Enfin il faut aussi leur reconnaître l’excuse de la méconnaissance générale du milieu champenois pour son produit et ses caractéristiques annuelles variées (et non mesurées) : en particulier le taux de sucre des raisins vendangés, avec ses conséquences sur la pression du gaz carbonique engendré et les conséquentes augmentations de poids exigées des verriers, jusqu’au début du siècle suivant.

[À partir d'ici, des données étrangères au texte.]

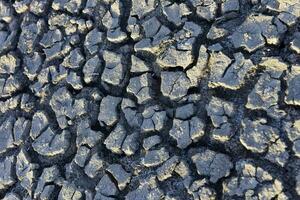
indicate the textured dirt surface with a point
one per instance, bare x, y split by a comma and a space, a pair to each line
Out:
150, 99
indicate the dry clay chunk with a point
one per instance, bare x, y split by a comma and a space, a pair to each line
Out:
213, 164
293, 81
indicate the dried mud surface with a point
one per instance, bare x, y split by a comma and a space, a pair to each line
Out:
149, 99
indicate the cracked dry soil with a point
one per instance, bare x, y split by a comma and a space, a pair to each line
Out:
149, 99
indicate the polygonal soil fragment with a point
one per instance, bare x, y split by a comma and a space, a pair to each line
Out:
252, 182
7, 172
220, 112
265, 94
140, 86
165, 171
226, 74
186, 132
256, 31
120, 175
180, 54
114, 71
293, 131
108, 115
258, 138
213, 164
148, 189
26, 171
142, 7
293, 80
206, 9
174, 84
94, 166
155, 157
175, 13
106, 187
50, 143
65, 107
153, 119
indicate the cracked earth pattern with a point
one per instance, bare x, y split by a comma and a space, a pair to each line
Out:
149, 99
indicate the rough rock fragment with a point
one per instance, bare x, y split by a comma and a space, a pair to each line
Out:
81, 156
50, 143
87, 136
206, 9
6, 135
175, 13
265, 94
11, 196
227, 75
140, 86
258, 138
66, 107
38, 7
220, 112
155, 157
186, 132
94, 166
49, 175
293, 80
69, 191
165, 171
216, 33
50, 38
114, 71
7, 172
199, 189
132, 116
197, 72
138, 65
151, 141
157, 37
181, 53
115, 139
9, 63
26, 171
73, 6
106, 186
6, 12
184, 112
255, 32
74, 60
33, 64
58, 50
21, 130
154, 118
29, 37
293, 131
74, 80
91, 69
290, 6
213, 164
295, 43
251, 178
131, 144
147, 189
122, 177
108, 115
40, 122
92, 40
174, 84
10, 86
142, 7
230, 6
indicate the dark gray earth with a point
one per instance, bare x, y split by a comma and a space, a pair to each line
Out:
149, 99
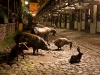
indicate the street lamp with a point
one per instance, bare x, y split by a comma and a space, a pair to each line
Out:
26, 2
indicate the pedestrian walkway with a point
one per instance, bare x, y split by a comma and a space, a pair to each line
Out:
57, 62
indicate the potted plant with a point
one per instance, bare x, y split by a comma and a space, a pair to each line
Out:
3, 18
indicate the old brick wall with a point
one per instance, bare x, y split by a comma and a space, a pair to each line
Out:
6, 30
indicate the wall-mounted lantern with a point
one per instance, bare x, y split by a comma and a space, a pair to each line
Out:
26, 2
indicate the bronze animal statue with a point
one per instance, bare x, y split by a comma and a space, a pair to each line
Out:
34, 41
60, 42
43, 32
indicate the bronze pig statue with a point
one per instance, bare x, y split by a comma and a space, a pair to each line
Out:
32, 40
60, 42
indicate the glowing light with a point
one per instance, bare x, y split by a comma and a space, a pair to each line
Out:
26, 2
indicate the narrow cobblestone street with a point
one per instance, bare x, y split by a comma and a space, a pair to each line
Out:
56, 62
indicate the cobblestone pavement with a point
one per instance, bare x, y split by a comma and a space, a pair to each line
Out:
56, 62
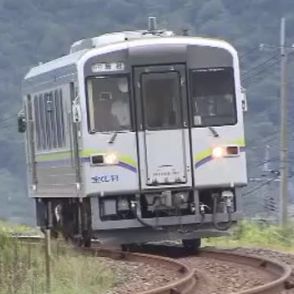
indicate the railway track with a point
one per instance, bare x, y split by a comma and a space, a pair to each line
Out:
192, 277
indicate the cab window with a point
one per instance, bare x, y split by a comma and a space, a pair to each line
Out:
213, 97
109, 103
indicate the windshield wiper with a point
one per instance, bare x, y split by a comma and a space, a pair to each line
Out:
214, 132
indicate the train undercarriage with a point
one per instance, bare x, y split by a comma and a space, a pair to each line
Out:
139, 218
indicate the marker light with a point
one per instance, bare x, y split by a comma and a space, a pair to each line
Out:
110, 158
218, 152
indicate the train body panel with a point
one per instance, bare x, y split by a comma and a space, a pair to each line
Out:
140, 134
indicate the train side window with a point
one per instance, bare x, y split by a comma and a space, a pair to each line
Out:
59, 134
37, 123
213, 97
109, 103
49, 120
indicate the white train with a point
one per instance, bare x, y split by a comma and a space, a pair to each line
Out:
136, 136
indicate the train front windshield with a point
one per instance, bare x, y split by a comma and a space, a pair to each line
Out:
109, 104
213, 97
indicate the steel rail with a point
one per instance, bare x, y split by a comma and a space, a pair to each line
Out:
279, 270
187, 284
184, 285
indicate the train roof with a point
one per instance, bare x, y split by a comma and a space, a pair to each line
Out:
119, 40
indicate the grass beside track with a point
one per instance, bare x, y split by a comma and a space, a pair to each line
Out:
257, 234
22, 269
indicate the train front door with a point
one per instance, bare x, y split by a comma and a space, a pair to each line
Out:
163, 134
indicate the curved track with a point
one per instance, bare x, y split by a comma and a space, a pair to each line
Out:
190, 279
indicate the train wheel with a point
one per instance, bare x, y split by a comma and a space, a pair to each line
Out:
191, 245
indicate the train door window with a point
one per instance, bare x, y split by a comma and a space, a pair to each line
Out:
43, 126
37, 123
161, 100
49, 120
59, 134
49, 109
109, 103
213, 97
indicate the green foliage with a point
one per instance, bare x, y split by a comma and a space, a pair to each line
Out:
32, 31
22, 270
253, 234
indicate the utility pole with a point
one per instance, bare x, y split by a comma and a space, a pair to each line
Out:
284, 129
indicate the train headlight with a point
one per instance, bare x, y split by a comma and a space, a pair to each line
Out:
110, 158
218, 152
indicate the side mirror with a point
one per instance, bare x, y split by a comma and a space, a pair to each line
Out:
244, 100
21, 122
76, 111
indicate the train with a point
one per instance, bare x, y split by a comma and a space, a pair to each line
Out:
136, 136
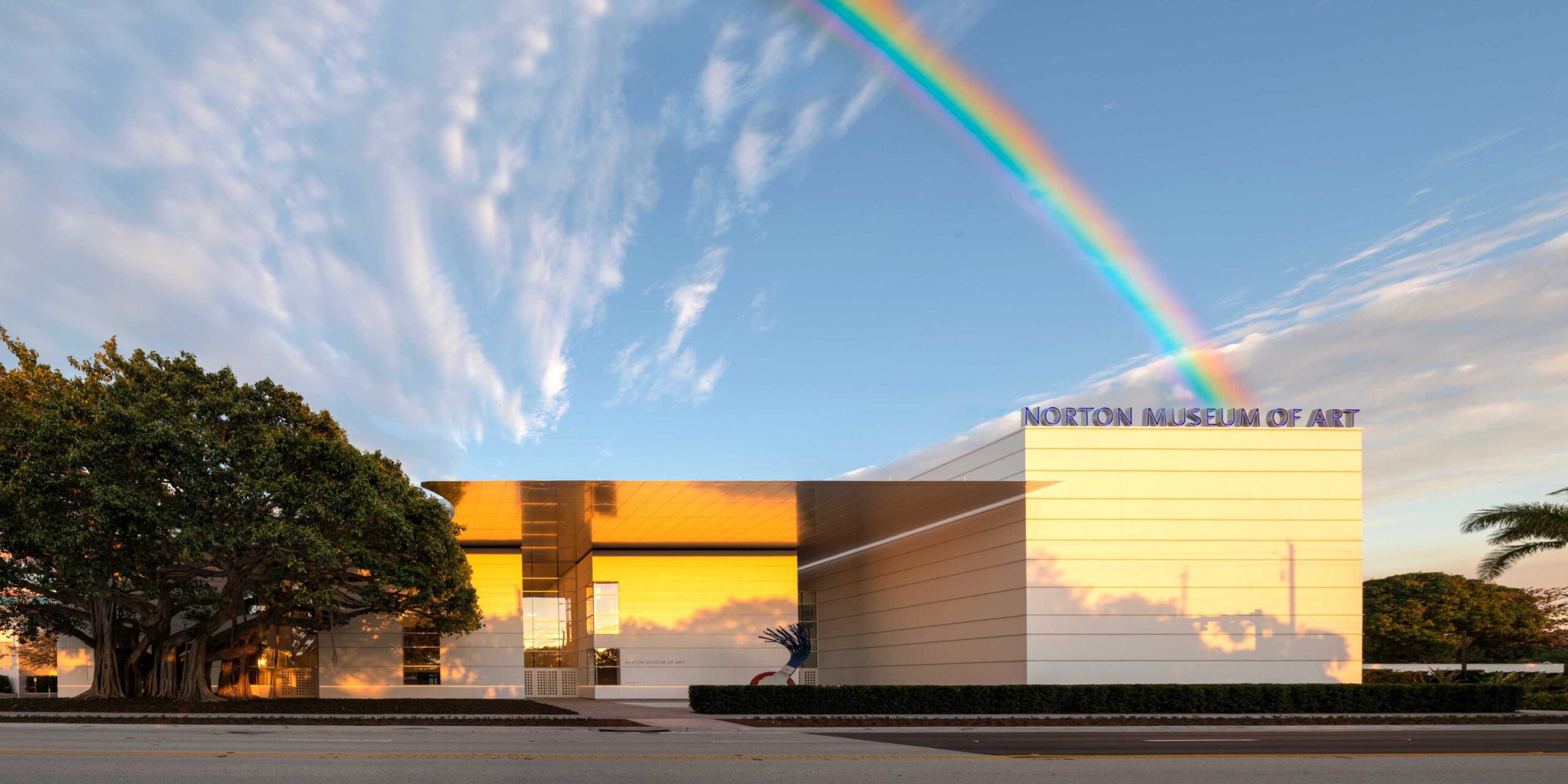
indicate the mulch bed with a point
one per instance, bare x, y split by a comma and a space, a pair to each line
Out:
1145, 722
308, 720
407, 706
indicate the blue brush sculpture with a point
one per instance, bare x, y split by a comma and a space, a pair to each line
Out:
797, 640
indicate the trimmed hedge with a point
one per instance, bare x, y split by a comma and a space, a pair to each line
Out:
1112, 698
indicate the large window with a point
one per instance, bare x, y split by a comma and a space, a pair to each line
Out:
608, 665
41, 684
604, 609
546, 623
421, 654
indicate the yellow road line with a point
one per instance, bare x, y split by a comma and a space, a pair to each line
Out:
744, 758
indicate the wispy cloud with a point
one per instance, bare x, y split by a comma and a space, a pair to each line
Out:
408, 216
1454, 353
670, 369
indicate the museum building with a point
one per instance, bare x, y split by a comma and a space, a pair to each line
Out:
1051, 556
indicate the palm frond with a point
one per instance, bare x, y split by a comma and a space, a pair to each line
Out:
1520, 521
1498, 562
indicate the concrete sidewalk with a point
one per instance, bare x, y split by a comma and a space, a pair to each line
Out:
671, 714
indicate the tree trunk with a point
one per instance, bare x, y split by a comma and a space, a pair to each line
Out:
195, 679
165, 676
105, 657
233, 679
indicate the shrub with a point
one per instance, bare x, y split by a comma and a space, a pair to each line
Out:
1547, 701
1112, 698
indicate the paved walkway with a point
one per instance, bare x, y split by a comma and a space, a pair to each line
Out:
653, 712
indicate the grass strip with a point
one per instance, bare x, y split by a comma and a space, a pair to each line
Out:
309, 720
289, 706
1145, 722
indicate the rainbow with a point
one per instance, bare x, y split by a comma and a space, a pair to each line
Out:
889, 37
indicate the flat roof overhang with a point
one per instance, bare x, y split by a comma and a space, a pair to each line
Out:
565, 519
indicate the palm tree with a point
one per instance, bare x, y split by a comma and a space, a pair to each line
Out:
1518, 530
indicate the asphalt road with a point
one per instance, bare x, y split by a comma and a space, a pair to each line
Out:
173, 755
1249, 741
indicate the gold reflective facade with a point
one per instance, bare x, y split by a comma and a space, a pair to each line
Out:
565, 521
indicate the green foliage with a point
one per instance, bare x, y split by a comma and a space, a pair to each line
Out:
1115, 698
1547, 701
167, 514
1531, 681
1518, 530
1427, 617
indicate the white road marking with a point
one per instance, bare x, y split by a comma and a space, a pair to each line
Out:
334, 741
1203, 741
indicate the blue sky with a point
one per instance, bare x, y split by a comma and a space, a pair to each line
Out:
704, 240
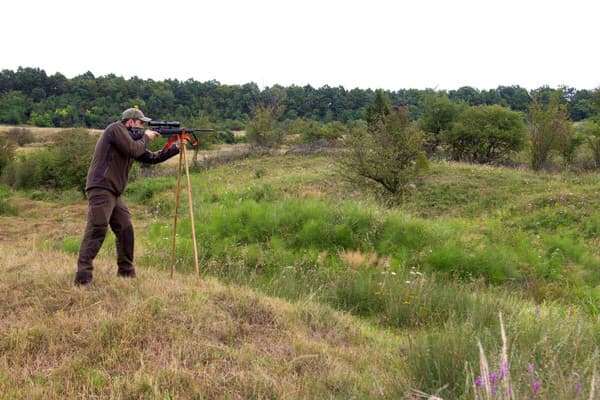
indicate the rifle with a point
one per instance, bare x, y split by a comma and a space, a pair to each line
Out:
173, 130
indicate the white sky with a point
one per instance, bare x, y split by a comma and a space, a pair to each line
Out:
440, 44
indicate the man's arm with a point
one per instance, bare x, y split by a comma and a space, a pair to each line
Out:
155, 157
126, 145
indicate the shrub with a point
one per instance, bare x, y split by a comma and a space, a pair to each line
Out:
20, 136
385, 155
485, 134
262, 130
6, 208
7, 152
548, 127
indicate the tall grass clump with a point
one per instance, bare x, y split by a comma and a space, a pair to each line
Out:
6, 204
541, 353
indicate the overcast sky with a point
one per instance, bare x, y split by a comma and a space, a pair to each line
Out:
439, 44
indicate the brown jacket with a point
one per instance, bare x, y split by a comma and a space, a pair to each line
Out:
114, 155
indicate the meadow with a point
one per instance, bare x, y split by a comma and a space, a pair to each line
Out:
484, 282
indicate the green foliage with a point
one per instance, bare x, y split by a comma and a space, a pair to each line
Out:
438, 117
262, 129
485, 134
14, 107
63, 165
591, 133
385, 155
7, 152
30, 96
378, 111
6, 206
20, 136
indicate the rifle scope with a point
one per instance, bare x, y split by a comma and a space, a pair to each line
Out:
172, 124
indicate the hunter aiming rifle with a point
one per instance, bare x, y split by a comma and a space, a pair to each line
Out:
174, 132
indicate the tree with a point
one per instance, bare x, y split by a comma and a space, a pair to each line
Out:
14, 108
439, 114
262, 129
385, 154
591, 131
548, 124
485, 134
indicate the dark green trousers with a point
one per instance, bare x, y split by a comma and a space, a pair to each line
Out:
105, 209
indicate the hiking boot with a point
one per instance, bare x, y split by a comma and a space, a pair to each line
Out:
82, 279
126, 274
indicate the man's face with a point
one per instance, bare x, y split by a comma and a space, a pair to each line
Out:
134, 123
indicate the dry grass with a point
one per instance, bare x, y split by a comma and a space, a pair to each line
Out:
156, 337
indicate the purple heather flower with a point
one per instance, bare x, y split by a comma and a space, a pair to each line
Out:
493, 378
577, 388
503, 370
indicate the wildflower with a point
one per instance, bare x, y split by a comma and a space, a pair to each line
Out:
577, 384
503, 370
536, 388
493, 378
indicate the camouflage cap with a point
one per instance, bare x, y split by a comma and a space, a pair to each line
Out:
134, 113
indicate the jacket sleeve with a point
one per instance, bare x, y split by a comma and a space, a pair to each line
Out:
155, 157
125, 144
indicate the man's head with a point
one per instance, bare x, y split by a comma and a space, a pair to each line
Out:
134, 118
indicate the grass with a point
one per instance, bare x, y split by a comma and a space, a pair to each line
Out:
311, 290
162, 338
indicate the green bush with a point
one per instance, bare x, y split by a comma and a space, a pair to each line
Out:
7, 152
485, 134
6, 207
63, 165
21, 136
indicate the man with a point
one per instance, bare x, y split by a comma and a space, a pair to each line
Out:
121, 143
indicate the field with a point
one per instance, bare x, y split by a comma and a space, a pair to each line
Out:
310, 289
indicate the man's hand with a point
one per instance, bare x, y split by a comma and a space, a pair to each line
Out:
181, 143
151, 134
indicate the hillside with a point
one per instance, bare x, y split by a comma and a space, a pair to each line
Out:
311, 289
157, 337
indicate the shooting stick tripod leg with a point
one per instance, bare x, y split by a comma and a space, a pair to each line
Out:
189, 187
175, 218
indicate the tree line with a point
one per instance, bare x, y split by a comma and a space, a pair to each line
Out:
30, 96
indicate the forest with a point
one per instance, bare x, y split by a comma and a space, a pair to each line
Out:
31, 96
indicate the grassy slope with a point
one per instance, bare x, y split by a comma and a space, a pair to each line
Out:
161, 338
156, 338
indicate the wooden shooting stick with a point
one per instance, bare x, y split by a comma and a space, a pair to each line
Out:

Et, par un paradoxe étonnant, la situation inverse se produira, au début du siècle suivant et au lendemain de la seconde guerre mondiale, lorsque le monde du Champagne retardera l’utilisation généralisée des bouteilles mécaniques, soufflées et formées dans les nouvelles machines mises au point à partir de 1900, d’abord par le Français Claude Boucher puis de nombreux Américains, quelques années plus tard. Nous espérons en trouver les raisons dans la suite du dépouillement du fonds de 1865 à 1930. Nous ne voudrions pas terminer cette courte communication sur le milieu des verriers à bouteilles de la première moitié du 19e siècle sans remercier profondément les personnes de la Maison Veuve-Clicquot qui nous ont fait une totale confiance depuis trois années et en particulier Marie Grandcolas et Philipa Tiago, ainsi que M. Joseph Henriot, ancien dirigeant de la Maison.